Ok, back to the sh*tstorm. Crystallex and ConocoPhillips base their cases on what they call ‘fraudulent transfer’. En dos platos, they argue that PDVSA couldn’t pawn Citgo shares to get new loans, because they freakin’ own it, goddamnit. They feel like the Venezuelans are ripping them off, because the only thing left that’s worth something is the one that’s being given away to the Ruskies and the Forks. Granted, the collateral is triggered only if PDVSA defaults, but even if it doesn’t, the offer means the assets are not not available for liquidation until the debts are paid off. Currently, shares of Citgo Holding Inc. are held in an escrow account managed by a collateral agent (GLAS Americas LLC;) that will only release the shares when PDVSA defaults, and the collateral is liquidated; or when PDVSA pays off the bond and the loan in full, and the collateral returns to PDVSA’s hands.

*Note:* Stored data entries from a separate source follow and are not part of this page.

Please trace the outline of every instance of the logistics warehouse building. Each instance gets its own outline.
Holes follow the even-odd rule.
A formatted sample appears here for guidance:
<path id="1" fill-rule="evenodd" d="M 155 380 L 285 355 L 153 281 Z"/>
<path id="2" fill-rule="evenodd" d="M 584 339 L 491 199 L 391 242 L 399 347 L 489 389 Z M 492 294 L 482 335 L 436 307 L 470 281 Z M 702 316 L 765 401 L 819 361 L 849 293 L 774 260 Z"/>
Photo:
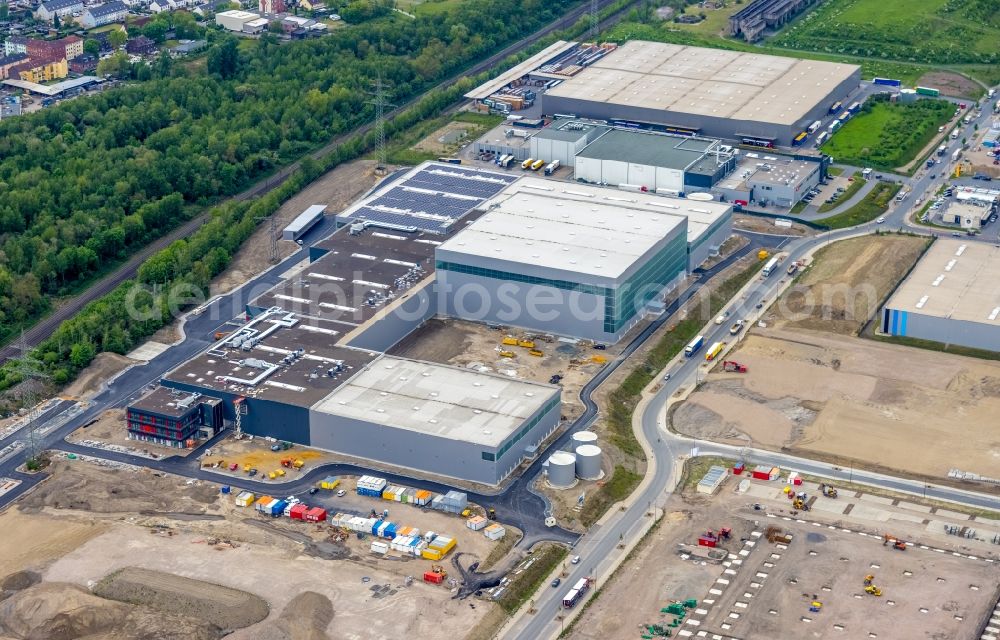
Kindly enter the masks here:
<path id="1" fill-rule="evenodd" d="M 731 232 L 717 202 L 524 178 L 435 251 L 445 315 L 616 342 Z"/>
<path id="2" fill-rule="evenodd" d="M 272 309 L 162 383 L 245 433 L 489 485 L 559 425 L 557 386 L 345 347 L 333 326 Z M 157 394 L 129 407 L 134 431 L 161 424 Z"/>
<path id="3" fill-rule="evenodd" d="M 855 65 L 633 40 L 541 95 L 574 114 L 790 145 L 861 82 Z"/>
<path id="4" fill-rule="evenodd" d="M 934 242 L 882 310 L 882 333 L 1000 351 L 1000 249 Z"/>
<path id="5" fill-rule="evenodd" d="M 176 394 L 130 405 L 130 432 L 178 446 L 235 428 L 499 484 L 558 427 L 560 388 L 385 352 L 435 315 L 617 340 L 721 245 L 731 214 L 425 163 L 338 215 L 345 226 L 310 247 L 309 264 L 163 377 Z M 468 311 L 468 292 L 520 310 Z M 578 298 L 553 305 L 553 294 Z M 529 312 L 535 302 L 544 318 Z"/>

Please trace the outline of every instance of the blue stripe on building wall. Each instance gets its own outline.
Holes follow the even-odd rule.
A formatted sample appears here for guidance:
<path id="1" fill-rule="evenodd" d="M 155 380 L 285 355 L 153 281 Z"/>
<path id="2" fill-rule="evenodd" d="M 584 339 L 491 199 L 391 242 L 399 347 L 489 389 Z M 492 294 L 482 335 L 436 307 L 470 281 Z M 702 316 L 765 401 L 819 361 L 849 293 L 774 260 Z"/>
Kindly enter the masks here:
<path id="1" fill-rule="evenodd" d="M 899 312 L 899 335 L 901 336 L 906 335 L 906 320 L 907 318 L 909 318 L 909 315 L 910 315 L 909 311 Z"/>
<path id="2" fill-rule="evenodd" d="M 889 331 L 889 335 L 896 335 L 899 330 L 899 312 L 895 309 L 892 310 L 892 329 Z"/>

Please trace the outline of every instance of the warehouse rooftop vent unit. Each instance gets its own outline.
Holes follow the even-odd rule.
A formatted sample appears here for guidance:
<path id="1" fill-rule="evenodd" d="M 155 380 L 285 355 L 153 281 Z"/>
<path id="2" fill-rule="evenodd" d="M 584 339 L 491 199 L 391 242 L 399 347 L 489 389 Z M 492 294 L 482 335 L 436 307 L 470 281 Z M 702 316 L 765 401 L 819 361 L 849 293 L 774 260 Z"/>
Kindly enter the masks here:
<path id="1" fill-rule="evenodd" d="M 918 309 L 923 309 L 924 305 L 927 304 L 927 299 L 929 297 L 930 296 L 923 296 L 922 298 L 920 298 L 920 300 L 917 301 L 917 308 Z"/>

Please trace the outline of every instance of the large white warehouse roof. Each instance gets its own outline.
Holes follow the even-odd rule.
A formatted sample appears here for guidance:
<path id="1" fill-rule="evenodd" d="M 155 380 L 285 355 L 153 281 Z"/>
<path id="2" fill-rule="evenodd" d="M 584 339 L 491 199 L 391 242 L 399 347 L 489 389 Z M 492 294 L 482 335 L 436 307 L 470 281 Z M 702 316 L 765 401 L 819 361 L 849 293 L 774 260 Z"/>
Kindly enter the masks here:
<path id="1" fill-rule="evenodd" d="M 936 240 L 885 306 L 1000 327 L 1000 248 Z"/>
<path id="2" fill-rule="evenodd" d="M 496 447 L 558 397 L 549 385 L 383 356 L 313 410 Z"/>
<path id="3" fill-rule="evenodd" d="M 619 278 L 688 218 L 688 240 L 730 206 L 540 178 L 522 178 L 438 247 L 439 255 Z M 694 234 L 692 235 L 692 230 Z"/>
<path id="4" fill-rule="evenodd" d="M 855 65 L 632 40 L 547 95 L 791 125 Z"/>

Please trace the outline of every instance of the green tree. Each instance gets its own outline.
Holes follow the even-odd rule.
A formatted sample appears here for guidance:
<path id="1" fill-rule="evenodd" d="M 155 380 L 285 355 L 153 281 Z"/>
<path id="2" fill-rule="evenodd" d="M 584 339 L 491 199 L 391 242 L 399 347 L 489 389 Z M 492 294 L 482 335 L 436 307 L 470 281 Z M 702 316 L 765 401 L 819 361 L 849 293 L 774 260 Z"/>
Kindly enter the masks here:
<path id="1" fill-rule="evenodd" d="M 69 362 L 77 369 L 83 369 L 97 355 L 94 345 L 90 342 L 77 342 L 69 352 Z"/>
<path id="2" fill-rule="evenodd" d="M 83 52 L 94 57 L 101 55 L 101 43 L 93 38 L 83 41 Z"/>
<path id="3" fill-rule="evenodd" d="M 10 6 L 6 2 L 0 2 L 0 20 L 10 18 Z"/>
<path id="4" fill-rule="evenodd" d="M 167 24 L 162 20 L 153 20 L 152 22 L 149 22 L 142 28 L 142 35 L 146 36 L 147 38 L 149 38 L 153 42 L 156 42 L 157 44 L 162 43 L 166 39 Z"/>
<path id="5" fill-rule="evenodd" d="M 128 42 L 128 34 L 124 29 L 112 29 L 108 32 L 108 43 L 113 49 L 120 49 Z"/>
<path id="6" fill-rule="evenodd" d="M 55 29 L 56 31 L 59 31 L 60 26 L 62 26 L 62 23 L 59 21 L 59 14 L 57 13 L 56 15 L 52 16 L 52 28 Z"/>
<path id="7" fill-rule="evenodd" d="M 232 78 L 240 64 L 240 52 L 236 38 L 227 36 L 221 44 L 216 45 L 208 53 L 208 71 L 218 74 L 223 80 Z"/>

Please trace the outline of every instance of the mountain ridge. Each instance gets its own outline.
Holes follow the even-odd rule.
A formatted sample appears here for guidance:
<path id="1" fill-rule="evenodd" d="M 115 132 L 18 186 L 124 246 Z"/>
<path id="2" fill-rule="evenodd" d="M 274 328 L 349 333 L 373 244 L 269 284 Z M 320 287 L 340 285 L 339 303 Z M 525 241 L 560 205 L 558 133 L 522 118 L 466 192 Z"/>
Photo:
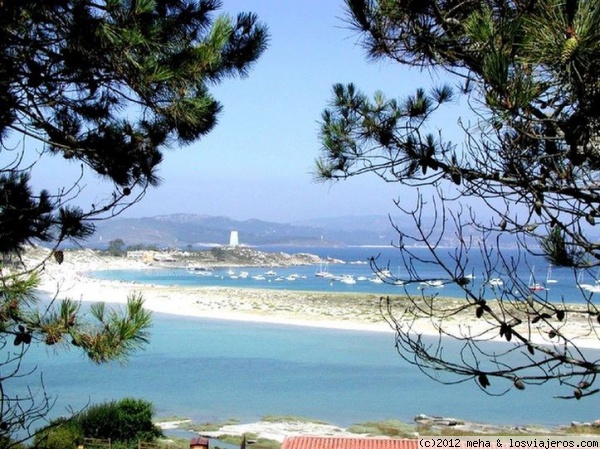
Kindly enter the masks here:
<path id="1" fill-rule="evenodd" d="M 387 229 L 383 225 L 387 223 Z M 91 247 L 121 239 L 126 245 L 189 247 L 227 245 L 237 231 L 245 245 L 346 246 L 389 245 L 396 232 L 387 217 L 349 216 L 277 223 L 257 218 L 234 220 L 204 214 L 167 214 L 112 218 L 99 222 L 88 239 Z"/>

The situation is not that simple, though, and I think PDVSA has a decent defense. For one thing, the accusing companies are owed compensation by the Republic of Venezuela, not the US-based subsidiary of a company owned by the Republic of Venezuela, which ni es lo mismo ni es igual. In order to substantiate their case, they need to prove that Citgo Holding is an ‘alter-ego’ of Miraflores, and hence their assets are the Republic’s as well.
Second, knowing who has dibs on Citgo is not that straightforward: they consider their awards to be due and payable since ICSID ruled in their favour before the collateralization, but given that we are not yet in the ‘Final Award’ phase (when the exact amount of the compensation is revealed and the Republic is given 30 days to hand over the cash to avoid a default event), an argument can be made that they are not first in line to collect on Citgo.
So these cases could go either way; if anything it looks like an uphill climb for the plaintiffs.
Lastly, is there any specific covenant that forbids PDVSA from posting Citgo Holding’s shares as collateral? I’m no expert, but I can’t find any. Payment Ranks in the bond’s prospectuses specify that the bonds we mentioned above will be first in line to be paid, and the equity of Citgo Holding will only be worth the residual value of the Co.’s assets net of the liabilities. But the legal framework does allow for such an operation.
So these cases could go either way; if anything it looks like an uphill climb for the plaintiffs. What’s clear is that everyone in this netherworld is working on the assumption that the Republic’s broke, that default is a when-not-if event, and the only thing worth fighting for now is the carcass. Cuz that’s the thing we never stop to consider about vultures: if they’re going after you, it’s because you got a Chronicle of a Death Foretold written all over your face.